Created 01-20-2016 07:20 AM
Hi @Pardeep with Support's help we got rid of those alerts by adding 'misfire_grace_time':10 to APS_CONFIG in /usr/lib/python2.6/site-packages/ambari_agent/AlertSchedulerHandler.py on every node. After the update that section should read:
APS_CONFIG = { 'threadpool.core_threads': 3, 'coalesce': True, 'standalone': False, 'misfire_grace_time':10 }
In this we are allowing up to 10 seconds for all tests to complete. After that restart all ambari_agents. We tried on one cluster and it worked. This is most likely fixed in Ambari-2.2 but happens in 2.1.2.
Created 01-13-2016 04:28 PM
@Pardeep You may have to open a support ticket for this. I had the same experience and support had to troubleshoot it
Created 01-18-2016 06:15 PM
Hey Neeraj! I'm having this same issue now, too. Do you have any input regarding how support troubleshoot it for you or do I need to hit them up as well with a ticket for an answer?
Created 01-18-2016 07:53 PM
@Mark Petronic Support will webex and check for configs and other settings related to AMS.

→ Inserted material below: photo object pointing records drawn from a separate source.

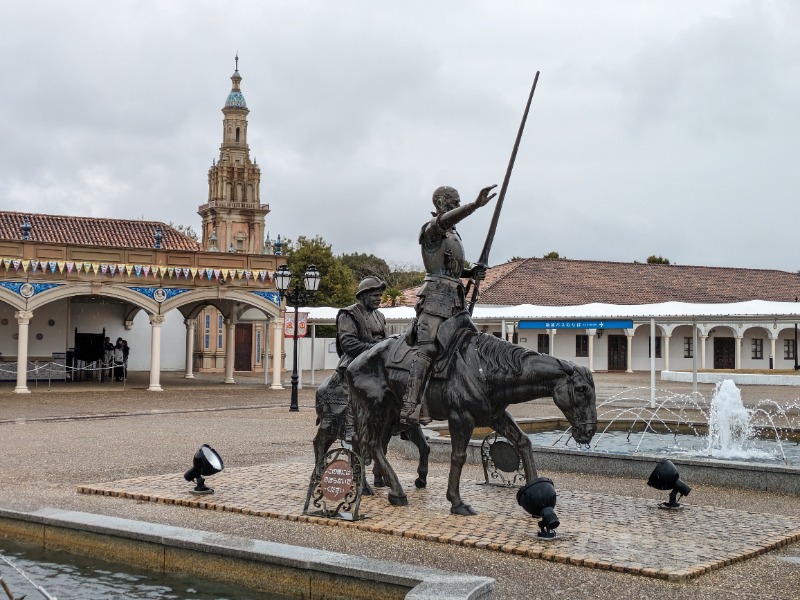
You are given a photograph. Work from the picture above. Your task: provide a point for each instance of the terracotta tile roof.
(565, 282)
(62, 229)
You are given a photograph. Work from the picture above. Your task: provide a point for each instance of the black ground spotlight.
(539, 499)
(665, 477)
(206, 462)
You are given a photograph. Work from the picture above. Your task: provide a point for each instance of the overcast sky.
(668, 128)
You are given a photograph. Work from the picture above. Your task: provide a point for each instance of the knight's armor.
(442, 293)
(440, 297)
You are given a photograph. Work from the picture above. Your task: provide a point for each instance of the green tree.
(657, 260)
(365, 265)
(337, 286)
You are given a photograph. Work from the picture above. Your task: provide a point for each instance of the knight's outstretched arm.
(458, 214)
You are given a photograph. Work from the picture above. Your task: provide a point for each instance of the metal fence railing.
(59, 370)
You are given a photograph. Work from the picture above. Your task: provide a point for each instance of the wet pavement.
(125, 441)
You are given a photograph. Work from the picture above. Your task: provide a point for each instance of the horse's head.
(574, 395)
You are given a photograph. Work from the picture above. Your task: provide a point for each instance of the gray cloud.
(657, 128)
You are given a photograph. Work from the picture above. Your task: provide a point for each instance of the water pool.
(68, 576)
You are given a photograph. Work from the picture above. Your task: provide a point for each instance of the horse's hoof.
(465, 510)
(396, 500)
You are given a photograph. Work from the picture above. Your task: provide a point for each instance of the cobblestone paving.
(619, 533)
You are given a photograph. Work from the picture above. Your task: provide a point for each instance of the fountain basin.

Created 01-18-2016 09:30 PM
Check the ambari heap size, it may be running out of memory.
/var/lib/ambari-server/ambari-env.sh
Change -Xmx2048m to 8GB if you have enough memory availbale and restart ambari-server.
Created 01-19-2016 02:20 AM
Well, I solved it another way - I just upgraded to Ambari 2.2. I will watch see if this comes back as I run with this version and open a ticket if that happens. I was in the midst of upgrading anyway when this started to happen. I need to move to HDP 2.3.4 and Spark 1.5. But, 8 GB, really? Wow! That seems ridiculously expensive for a monitoring framework.
Created 01-20-2016 07:20 AM
Hi @Pardeep with Support's help we got rid of those alerts by adding 'misfire_grace_time':10 to APS_CONFIG in /usr/lib/python2.6/site-packages/ambari_agent/AlertSchedulerHandler.py on every node. After the update that section should read:
APS_CONFIG = { 'threadpool.core_threads': 3, 'coalesce': True, 'standalone': False, 'misfire_grace_time':10 }
In this we are allowing up to 10 seconds for all tests to complete. After that restart all ambari_agents. We tried on one cluster and it worked. This is most likely fixed in Ambari-2.2 but happens in 2.1.2.
Created 04-12-2016 05:48 AM
Created 12-07-2017 08:25 AM
After increasing the timeout, the error still persists and do you think this might be because of system coonfiguration??
Created 02-05-2016 01:40 AM
HDP 2.3, Ambari 2.1
Adding 'misfire_grace_time':10 to APS_CONFIG in /usr/lib/python2.6/site-packages/ambari_agent/AlertSchedulerHandler.py on every node and restarting ambari server and agent on all nodes didn't worked for me.